In some recent comments, Trump has continued to defy the widely held scientific consensus about man-made climate change, but his statements have become more complicated, if not entirely clear.

“I’m not a believer in global warming. And I’m not a believer in man-made global warming,” Trump told conservative radio host Hugh Hewitt in September. “It could be warming, and it’s going to start to cool at some point. And you know, in the early, in the 1920s, people talked about global cooling.”

That same month, Trump appeared on MSNBC’s “Morning Joe” and said, “I consider climate change to be not one of our big problems. I consider it to be not a big problem at all. I think it’s weather. I think it’s weather changes. It could be some man-made something, but you know, if you look at China, they’re doing nothing about it. Other countries, they’re doing nothing about it. It’s a big planet.”

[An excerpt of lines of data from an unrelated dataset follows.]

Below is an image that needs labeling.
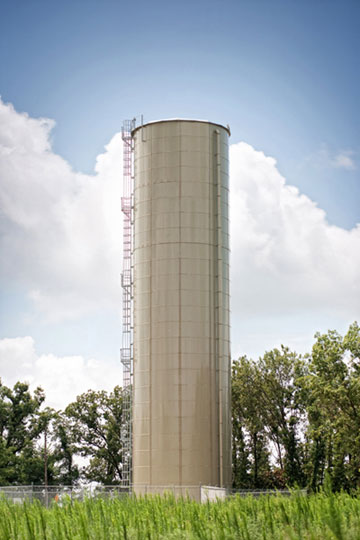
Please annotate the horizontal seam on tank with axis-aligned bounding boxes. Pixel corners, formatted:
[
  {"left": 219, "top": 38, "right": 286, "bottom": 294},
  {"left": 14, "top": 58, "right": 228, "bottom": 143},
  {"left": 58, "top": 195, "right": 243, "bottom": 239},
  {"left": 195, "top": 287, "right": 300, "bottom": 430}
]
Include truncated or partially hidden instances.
[
  {"left": 135, "top": 166, "right": 229, "bottom": 172},
  {"left": 135, "top": 229, "right": 230, "bottom": 233},
  {"left": 133, "top": 214, "right": 229, "bottom": 219},
  {"left": 134, "top": 135, "right": 227, "bottom": 141},
  {"left": 135, "top": 197, "right": 229, "bottom": 203},
  {"left": 134, "top": 256, "right": 228, "bottom": 261},
  {"left": 134, "top": 241, "right": 229, "bottom": 245},
  {"left": 135, "top": 182, "right": 228, "bottom": 188}
]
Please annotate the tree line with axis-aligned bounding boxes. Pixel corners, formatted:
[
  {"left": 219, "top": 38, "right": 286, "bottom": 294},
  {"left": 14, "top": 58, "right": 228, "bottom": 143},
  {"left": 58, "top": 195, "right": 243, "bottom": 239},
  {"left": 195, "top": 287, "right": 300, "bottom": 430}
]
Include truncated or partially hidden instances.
[
  {"left": 0, "top": 322, "right": 359, "bottom": 490},
  {"left": 232, "top": 322, "right": 360, "bottom": 491},
  {"left": 0, "top": 384, "right": 125, "bottom": 486}
]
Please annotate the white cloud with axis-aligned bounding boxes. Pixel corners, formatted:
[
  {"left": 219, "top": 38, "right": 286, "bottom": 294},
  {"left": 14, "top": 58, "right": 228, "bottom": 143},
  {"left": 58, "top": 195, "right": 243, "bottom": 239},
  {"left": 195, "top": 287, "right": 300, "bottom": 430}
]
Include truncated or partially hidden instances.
[
  {"left": 307, "top": 144, "right": 356, "bottom": 171},
  {"left": 1, "top": 99, "right": 359, "bottom": 374},
  {"left": 230, "top": 142, "right": 360, "bottom": 314},
  {"left": 333, "top": 151, "right": 356, "bottom": 170},
  {"left": 0, "top": 98, "right": 123, "bottom": 322},
  {"left": 230, "top": 142, "right": 360, "bottom": 357},
  {"left": 0, "top": 336, "right": 122, "bottom": 410}
]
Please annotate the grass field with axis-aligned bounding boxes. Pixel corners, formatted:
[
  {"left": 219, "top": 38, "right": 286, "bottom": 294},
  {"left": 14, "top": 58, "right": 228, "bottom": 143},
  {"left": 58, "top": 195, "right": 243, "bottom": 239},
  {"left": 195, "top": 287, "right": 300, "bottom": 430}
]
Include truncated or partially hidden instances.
[{"left": 1, "top": 490, "right": 360, "bottom": 539}]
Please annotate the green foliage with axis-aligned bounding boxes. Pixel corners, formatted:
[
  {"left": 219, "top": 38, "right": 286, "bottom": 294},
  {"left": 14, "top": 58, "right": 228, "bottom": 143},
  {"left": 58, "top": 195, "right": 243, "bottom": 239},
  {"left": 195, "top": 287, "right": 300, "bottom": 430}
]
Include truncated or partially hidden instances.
[
  {"left": 232, "top": 356, "right": 271, "bottom": 488},
  {"left": 305, "top": 322, "right": 360, "bottom": 491},
  {"left": 65, "top": 386, "right": 125, "bottom": 484},
  {"left": 1, "top": 321, "right": 359, "bottom": 492},
  {"left": 256, "top": 347, "right": 306, "bottom": 486},
  {"left": 51, "top": 413, "right": 80, "bottom": 485},
  {"left": 1, "top": 492, "right": 360, "bottom": 539},
  {"left": 0, "top": 380, "right": 46, "bottom": 485},
  {"left": 232, "top": 348, "right": 306, "bottom": 488},
  {"left": 232, "top": 322, "right": 360, "bottom": 491},
  {"left": 0, "top": 382, "right": 81, "bottom": 486}
]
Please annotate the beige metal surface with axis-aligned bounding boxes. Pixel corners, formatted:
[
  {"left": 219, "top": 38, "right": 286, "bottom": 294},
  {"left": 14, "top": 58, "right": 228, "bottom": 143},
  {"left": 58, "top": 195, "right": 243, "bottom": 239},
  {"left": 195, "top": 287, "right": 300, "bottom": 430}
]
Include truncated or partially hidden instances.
[{"left": 132, "top": 119, "right": 231, "bottom": 492}]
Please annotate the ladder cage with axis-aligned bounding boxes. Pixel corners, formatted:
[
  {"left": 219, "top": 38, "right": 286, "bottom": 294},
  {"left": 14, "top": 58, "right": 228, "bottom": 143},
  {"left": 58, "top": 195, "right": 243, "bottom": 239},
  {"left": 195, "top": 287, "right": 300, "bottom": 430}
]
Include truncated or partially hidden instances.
[{"left": 120, "top": 118, "right": 136, "bottom": 486}]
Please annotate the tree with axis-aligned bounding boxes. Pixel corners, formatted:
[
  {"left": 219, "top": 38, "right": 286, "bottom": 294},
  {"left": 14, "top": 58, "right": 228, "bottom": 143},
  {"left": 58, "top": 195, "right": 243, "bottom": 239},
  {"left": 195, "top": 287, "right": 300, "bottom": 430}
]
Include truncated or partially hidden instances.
[
  {"left": 65, "top": 386, "right": 124, "bottom": 484},
  {"left": 255, "top": 347, "right": 307, "bottom": 487},
  {"left": 306, "top": 322, "right": 360, "bottom": 490},
  {"left": 232, "top": 348, "right": 307, "bottom": 489},
  {"left": 232, "top": 357, "right": 271, "bottom": 488},
  {"left": 51, "top": 413, "right": 80, "bottom": 485},
  {"left": 0, "top": 380, "right": 46, "bottom": 484}
]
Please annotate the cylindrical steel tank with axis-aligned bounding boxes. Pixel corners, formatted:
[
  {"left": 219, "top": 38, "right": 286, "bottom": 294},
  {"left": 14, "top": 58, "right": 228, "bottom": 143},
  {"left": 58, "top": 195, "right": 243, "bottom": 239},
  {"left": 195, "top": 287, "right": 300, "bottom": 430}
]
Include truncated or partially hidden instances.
[{"left": 132, "top": 119, "right": 231, "bottom": 493}]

Asked by a Washington Post editorial writer in March, “Don’t good businessmen hedge against risks, not ignore them?” Trump responded, “I just think we have much bigger risks. I mean I think we have militarily tremendous risks. I think we’re in tremendous peril. I think our biggest form of climate change we should worry about is nuclear weapons.”

The Pentagon, however, describes climate change as “an urgent and growing threat to our national security.”.

Earlier this year, Trump tapped North Dakota Rep. Kevin Cramer, who also does not accept the scientific consensus on climate change but has expressed support for a modest carbon tax, as an energy adviser. Next Thursday, Trump is scheduled to travel to North Dakota to address a gathering sponsored by an oil industry group, an audience that will likely be receptive to climate skepticism.

But Trump — who recently vowed to “at a minimum” renegotiate December’s Paris climate deal — finds his position at odds with the two-thirds of the American public who described themselves as a “great deal” or “fair amount” worried about global warming in a March Gallup poll.

The New York billionaire has not been shy about abandoning past positions on issues like gun control and abortion as his views and his political considerations have evolved. And as he pivots to the general election, his stated position could come into line with the position taken by his business.

“It’s conceivable that he might swing around on this,” Inglis said. “Of course it would be a smart political move for him or for anyone because that’s where the public’s already going. That’s where millennials are going. That’s where the future is.”